# rc_need=net.FOO

## paradigm-X

I suppose someone might have brought this up already, but I have not seen it yet. I just reconfigured '/etc/ssh/sshd_config' and put a setting for 'ListenAddress 1.2.3.4'. When I finished and saved it, I then did '/etc/init.d/sshd restart'. At this point I was advised to this effect:

"You are binding an interface in ListenAddress statement in your sshd_config!

You must add rc_need="net.FOO" in your /etc/conf.d/sshd

where FOO is the interface providing the following address:

1.2.3.4"

It occured to me that having entries scattered here and there making reference to this interface may be cause for concern and tedious work in the future because it is not altogether unheard of for such interfaces to be pseudo-randomly renamed from time to time. Indeed, at such time I would then need to recall where the references had been made and now manually modify them accordingly.

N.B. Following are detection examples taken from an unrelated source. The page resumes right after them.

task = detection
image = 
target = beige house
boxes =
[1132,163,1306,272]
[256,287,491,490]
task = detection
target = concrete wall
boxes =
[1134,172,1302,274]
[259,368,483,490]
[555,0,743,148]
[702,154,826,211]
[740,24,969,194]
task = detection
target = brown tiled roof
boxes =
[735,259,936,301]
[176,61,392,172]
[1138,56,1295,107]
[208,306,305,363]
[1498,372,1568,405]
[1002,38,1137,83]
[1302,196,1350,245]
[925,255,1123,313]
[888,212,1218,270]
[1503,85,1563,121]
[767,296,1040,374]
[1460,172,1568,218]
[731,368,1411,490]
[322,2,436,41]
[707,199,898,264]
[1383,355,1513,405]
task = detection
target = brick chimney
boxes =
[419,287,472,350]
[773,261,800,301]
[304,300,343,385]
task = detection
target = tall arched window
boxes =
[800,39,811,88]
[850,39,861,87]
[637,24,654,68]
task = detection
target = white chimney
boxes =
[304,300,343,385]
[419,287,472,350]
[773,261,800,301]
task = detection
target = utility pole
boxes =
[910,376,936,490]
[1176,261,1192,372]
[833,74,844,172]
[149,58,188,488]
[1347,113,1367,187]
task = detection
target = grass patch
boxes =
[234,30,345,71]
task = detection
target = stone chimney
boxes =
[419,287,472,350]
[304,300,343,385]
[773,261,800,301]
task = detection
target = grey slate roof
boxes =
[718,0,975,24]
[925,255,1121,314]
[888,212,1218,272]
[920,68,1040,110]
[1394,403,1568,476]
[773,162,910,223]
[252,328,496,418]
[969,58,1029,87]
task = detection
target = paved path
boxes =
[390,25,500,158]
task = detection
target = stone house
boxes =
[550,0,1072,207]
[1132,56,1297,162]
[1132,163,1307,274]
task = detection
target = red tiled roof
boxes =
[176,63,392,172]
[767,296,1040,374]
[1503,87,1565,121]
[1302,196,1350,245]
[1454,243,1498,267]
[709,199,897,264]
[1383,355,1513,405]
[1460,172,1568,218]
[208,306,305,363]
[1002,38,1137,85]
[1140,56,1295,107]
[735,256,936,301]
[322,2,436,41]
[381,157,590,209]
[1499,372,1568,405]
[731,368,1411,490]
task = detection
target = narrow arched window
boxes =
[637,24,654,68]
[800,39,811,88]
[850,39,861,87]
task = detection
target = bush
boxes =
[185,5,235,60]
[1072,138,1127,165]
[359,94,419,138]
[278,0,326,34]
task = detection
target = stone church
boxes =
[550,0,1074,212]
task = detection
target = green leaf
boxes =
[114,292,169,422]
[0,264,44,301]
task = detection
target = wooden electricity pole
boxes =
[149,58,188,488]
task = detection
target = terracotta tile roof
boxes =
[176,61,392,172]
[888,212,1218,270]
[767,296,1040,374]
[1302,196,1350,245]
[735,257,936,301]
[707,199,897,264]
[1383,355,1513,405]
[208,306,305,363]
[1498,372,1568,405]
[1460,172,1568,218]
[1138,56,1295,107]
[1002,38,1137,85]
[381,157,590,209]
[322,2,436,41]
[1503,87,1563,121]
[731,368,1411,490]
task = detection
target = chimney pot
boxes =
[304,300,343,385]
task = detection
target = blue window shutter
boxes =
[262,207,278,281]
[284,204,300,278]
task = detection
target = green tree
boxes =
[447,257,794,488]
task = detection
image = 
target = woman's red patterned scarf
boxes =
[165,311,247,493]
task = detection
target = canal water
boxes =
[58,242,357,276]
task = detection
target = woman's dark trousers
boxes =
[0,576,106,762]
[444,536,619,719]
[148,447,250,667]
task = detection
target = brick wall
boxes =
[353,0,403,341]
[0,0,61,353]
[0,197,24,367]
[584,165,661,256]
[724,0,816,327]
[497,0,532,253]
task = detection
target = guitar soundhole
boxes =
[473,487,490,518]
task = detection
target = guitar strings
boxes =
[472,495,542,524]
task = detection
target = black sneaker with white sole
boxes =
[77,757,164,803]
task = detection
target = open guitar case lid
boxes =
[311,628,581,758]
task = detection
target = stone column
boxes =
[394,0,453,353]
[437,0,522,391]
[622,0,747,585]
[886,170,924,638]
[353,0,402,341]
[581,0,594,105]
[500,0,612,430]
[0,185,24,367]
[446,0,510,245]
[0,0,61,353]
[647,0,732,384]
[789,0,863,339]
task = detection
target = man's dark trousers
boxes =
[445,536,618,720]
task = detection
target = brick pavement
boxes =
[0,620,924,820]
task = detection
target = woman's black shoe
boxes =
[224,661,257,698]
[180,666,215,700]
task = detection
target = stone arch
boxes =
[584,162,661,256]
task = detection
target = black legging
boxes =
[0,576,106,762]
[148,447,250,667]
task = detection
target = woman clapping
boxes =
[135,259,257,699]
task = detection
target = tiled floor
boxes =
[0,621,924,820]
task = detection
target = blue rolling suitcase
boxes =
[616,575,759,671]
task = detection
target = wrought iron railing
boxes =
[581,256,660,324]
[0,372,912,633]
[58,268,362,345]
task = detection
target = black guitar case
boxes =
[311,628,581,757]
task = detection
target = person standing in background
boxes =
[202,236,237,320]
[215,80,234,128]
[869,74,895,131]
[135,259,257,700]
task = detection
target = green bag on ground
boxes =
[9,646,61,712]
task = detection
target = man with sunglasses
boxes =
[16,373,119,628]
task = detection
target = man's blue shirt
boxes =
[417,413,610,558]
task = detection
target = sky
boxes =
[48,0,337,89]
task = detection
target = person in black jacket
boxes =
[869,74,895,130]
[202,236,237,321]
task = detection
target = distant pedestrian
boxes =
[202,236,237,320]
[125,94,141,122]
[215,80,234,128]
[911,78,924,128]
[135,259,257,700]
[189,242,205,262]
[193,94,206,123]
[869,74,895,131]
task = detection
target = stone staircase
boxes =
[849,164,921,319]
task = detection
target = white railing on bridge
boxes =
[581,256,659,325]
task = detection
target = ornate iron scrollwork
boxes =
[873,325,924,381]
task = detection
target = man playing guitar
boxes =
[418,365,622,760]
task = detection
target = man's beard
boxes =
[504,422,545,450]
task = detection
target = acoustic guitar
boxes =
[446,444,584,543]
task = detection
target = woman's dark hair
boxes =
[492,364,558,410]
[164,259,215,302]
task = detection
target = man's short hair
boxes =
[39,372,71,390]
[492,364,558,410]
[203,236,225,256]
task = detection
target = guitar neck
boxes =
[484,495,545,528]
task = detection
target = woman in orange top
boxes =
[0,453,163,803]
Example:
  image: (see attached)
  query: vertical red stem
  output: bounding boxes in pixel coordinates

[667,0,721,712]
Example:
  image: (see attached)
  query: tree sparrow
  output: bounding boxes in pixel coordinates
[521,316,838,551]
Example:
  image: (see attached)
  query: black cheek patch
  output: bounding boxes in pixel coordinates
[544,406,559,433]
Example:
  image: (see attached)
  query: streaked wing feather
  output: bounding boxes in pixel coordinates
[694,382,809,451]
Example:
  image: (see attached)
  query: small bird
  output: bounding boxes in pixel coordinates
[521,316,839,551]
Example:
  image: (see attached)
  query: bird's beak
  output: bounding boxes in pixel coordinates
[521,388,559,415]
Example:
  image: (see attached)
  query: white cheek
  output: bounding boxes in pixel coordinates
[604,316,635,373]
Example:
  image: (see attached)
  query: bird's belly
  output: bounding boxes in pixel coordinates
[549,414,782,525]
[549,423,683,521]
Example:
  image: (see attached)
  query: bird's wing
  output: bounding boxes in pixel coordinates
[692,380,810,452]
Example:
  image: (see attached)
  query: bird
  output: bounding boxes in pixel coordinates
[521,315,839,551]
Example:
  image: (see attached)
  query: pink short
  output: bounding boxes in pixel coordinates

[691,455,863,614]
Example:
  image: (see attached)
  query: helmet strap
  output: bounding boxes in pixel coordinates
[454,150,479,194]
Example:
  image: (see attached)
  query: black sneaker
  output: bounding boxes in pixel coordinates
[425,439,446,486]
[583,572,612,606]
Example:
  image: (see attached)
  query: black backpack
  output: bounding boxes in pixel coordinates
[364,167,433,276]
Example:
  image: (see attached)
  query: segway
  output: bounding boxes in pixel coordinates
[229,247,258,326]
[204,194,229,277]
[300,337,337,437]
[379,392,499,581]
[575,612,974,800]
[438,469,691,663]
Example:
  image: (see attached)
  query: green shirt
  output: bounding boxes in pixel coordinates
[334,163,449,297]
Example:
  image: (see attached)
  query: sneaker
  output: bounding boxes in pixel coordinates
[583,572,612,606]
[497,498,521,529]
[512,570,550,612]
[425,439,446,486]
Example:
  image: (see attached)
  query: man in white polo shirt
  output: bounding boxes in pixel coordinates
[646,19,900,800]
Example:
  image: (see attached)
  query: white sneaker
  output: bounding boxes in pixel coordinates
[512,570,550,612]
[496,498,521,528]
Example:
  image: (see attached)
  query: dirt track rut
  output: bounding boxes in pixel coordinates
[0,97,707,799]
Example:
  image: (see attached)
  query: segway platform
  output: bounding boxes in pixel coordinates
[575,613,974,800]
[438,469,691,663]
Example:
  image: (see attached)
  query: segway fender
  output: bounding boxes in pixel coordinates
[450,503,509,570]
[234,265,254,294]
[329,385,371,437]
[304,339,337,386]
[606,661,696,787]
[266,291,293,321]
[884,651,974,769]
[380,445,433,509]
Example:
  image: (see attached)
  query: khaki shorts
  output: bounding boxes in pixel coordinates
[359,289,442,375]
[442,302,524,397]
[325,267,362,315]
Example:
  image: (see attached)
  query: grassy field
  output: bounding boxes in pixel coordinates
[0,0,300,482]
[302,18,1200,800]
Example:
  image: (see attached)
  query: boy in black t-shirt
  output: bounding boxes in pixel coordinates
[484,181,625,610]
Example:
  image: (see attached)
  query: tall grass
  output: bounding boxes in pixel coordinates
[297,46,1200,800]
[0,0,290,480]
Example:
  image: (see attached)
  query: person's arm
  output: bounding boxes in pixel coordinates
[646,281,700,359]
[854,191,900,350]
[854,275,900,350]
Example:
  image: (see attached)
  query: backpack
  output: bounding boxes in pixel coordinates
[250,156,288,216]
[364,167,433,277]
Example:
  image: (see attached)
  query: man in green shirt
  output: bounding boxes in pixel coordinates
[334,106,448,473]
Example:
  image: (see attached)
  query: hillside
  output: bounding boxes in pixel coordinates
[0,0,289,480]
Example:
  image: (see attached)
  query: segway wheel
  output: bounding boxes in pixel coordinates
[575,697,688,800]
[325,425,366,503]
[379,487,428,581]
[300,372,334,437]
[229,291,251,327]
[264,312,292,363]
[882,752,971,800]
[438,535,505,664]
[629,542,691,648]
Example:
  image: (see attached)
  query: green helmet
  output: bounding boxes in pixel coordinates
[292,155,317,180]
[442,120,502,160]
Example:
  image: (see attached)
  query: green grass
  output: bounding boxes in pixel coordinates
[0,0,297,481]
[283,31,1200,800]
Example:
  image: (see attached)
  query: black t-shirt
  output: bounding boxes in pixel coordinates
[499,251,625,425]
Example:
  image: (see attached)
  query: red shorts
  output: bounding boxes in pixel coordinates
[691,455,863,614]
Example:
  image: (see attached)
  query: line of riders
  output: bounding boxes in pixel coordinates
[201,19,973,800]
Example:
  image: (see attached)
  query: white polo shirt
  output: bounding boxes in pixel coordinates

I don't want to presume that I can second guess the developers, but I do want to voice my concern about this issue at the moment. Would it not make more sense to have a single file associated with this interface in which one could make a myriad of similar entries in a consolidated place. Then, whenever change were needed, one would only have to look there instead of having to hunt around for other services and whatnot?

----------

## khayyam

 *paradigm-X wrote:*   

> Would it not make more sense to have a single file associated with this interface in which one could make a myriad of similar entries in a consolidated place. Then, whenever change were needed, one would only have to look there instead of having to hunt around for other services and whatnot?

 

paradigm-X ... /etc/rc.conf exists for this purpose, any such configuration can be added there if you want such things consolidated.

best ... khay

----------

## paradigm-X

> "paradigm-X ... /etc/rc.conf exists for this purpose"

Well, then, it's good to realize that "great minds think alike"!   

thank you, khayyam

----------